Я намеренно не спешу описать случившееся во время Мессы благодарения за урожай – не потому, что исповедь моя идет к зениту (или, скорее, к надиру?), но потому, что увиденное очень сильно встревожило меня и тревожит до сих пор.
Мне всегда нравились великие церковные праздники. В такие моменты, в такие дни я чувствую, что Церковь преуспевает в объединении духовной и мирской сфер. Мерцающий свет рождественских свечей; терпеливый звон железного колокола над зимними полями, призывающий всех отпраздновать смерть года и рождение Искупителя; мрачная и бледная скорбь Страстной недели – чистая, лишенная красок и орнаментов – всегда чудесным образом контрастировала с ликующим празднованием воскресения и возрождения в сам день Пасхи. Когда Церковь обращается к своим древним, стихийным корням, небо и земля как будто сближаются сильнее всего. Это особенно очевидно во время мессы в честь урожая с ее стогами из снопов ячменя, аккуратными пирамидами яблок и груш, корзинами с крыжовником и ежевикой, ящиками с мытой морковью и пастернаком, луком-пореем толщиной с запястье, золотистыми луковицами и головками цветной капусты, бушелями овса и ржи, мешками и грудами картофеля. Нет, там целые горы благородных корнеплодов, за которыми присматривают куколки из кукурузы и соломенные кресты святой Бригитты. Все празднуют доброту и святость земли, по которой мы ходим. Для меня это всегда было главное событие церковного календаря. В этом году, как и раньше в день Праздника урожая, я проснулась под пение жаворонка и приготовилась к мессе. Нарядилась в лучшее, всё – землистых оттенков; выбрала из гардероба вещи красновато-коричневого, желто-коричневого, горчичного и елово-зеленого цветов. Мало что сходилось на животе, но все равно к половине одиннадцатого я ждала папу в холле. Он вышел из гостиной, натягивая автомобильные перчатки, и очень удивился.
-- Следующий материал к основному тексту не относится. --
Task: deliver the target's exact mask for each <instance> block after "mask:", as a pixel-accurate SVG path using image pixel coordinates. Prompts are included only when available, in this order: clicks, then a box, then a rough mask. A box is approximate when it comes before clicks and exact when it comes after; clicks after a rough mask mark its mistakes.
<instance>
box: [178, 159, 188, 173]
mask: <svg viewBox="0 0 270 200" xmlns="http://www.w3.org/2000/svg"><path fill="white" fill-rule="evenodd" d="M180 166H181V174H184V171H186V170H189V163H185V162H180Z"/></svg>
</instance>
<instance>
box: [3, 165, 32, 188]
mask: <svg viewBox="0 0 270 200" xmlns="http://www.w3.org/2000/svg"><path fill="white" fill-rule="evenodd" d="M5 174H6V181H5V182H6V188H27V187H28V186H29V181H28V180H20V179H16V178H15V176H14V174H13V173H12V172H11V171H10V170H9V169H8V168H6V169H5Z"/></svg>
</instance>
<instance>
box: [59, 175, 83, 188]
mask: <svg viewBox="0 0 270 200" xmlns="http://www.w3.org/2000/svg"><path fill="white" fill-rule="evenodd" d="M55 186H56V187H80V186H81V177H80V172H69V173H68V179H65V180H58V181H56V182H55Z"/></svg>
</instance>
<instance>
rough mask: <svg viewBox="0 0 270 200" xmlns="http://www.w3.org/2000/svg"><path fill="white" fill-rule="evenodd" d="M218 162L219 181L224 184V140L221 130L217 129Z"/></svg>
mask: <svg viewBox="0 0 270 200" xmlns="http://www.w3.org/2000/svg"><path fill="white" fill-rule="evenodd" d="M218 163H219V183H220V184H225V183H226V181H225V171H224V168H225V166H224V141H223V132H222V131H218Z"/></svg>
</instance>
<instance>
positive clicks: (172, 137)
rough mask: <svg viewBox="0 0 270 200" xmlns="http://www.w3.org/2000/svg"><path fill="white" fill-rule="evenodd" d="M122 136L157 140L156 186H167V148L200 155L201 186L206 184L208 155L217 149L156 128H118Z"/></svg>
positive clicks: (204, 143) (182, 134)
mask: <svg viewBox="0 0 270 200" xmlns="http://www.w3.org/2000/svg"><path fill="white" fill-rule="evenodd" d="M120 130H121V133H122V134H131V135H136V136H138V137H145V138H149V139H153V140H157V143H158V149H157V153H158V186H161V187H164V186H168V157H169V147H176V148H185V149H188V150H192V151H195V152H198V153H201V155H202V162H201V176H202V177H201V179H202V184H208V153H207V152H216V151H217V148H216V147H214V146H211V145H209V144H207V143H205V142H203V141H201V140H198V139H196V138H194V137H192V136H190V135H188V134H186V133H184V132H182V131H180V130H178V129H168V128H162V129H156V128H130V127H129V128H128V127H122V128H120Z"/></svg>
– Эмили, – сказал он, – что ты делаешь?
– Иду на мессу.
– Моя дорогая, – начал он, и эти два слова прозвучали так, что я сразу поняла: хорошего не жди. – Моя дорогая, в этом году тебе туда не надо. Мне жаль, но придется посидеть дома.
Я подавила приступ ярости.
– Почему я не могу пойти с вами?
Тут из гостиной вышла мама, завязывая ленту своей воскресной шляпки бантом под подбородком, и гнев затопил меня, потому что мама никогда, никогда не ходит в церковь. Единственная небольшая победа, которую она одержала в битве с папой римским, заключалась в том, что я буду ходить на мессу по желанию; сама она оставалась убежденной протестанткой.
– Эмили, милая, – произнесла она, – сегодня утром ты такая нарядная.
– Она хочет пойти на мессу, – объяснил за меня папа.
Мама посмотрела на меня как на больного ягненка или комнатную собачку.
– Но, дорогая, в твоем состоянии это невозможно. Эмили, доченька, ты можешь подхватить там какую-нибудь заразу – ты же не хочешь как-то навредить малышу, верно? Давай пропустим этот год, хорошо? Еще столько всего впереди.
Да, словно я была комнатной собачкой или больным ягненком. Мною овладело бешенство такой силы, что, пока они садились в машину и отъезжали, я могла лишь стоять с отупелым лицом, будто превратилась в соляной столп. Миссис О’Кэролан, смущенная и удрученная, помахала мне с откидного сиденья сзади. Я увидела, как они миновали ворота и свернули в сторону Драмклиффа. Мамин шепот кружился в моей голове, повторяя одно и то же снова и снова. Но слова были не те, которые она сказала, а те, что подразумевались: «Дорогая, милая доченька, мы не можем допустить, чтобы тебя увидели в таком состоянии. Пойми, ради всего святого, что подумают арендаторы, священник, соседи, мои друзья, когда увидят незамужнюю беременную девушку, которой нет и шестнадцати, нагло заявившуюся в Божий дом?»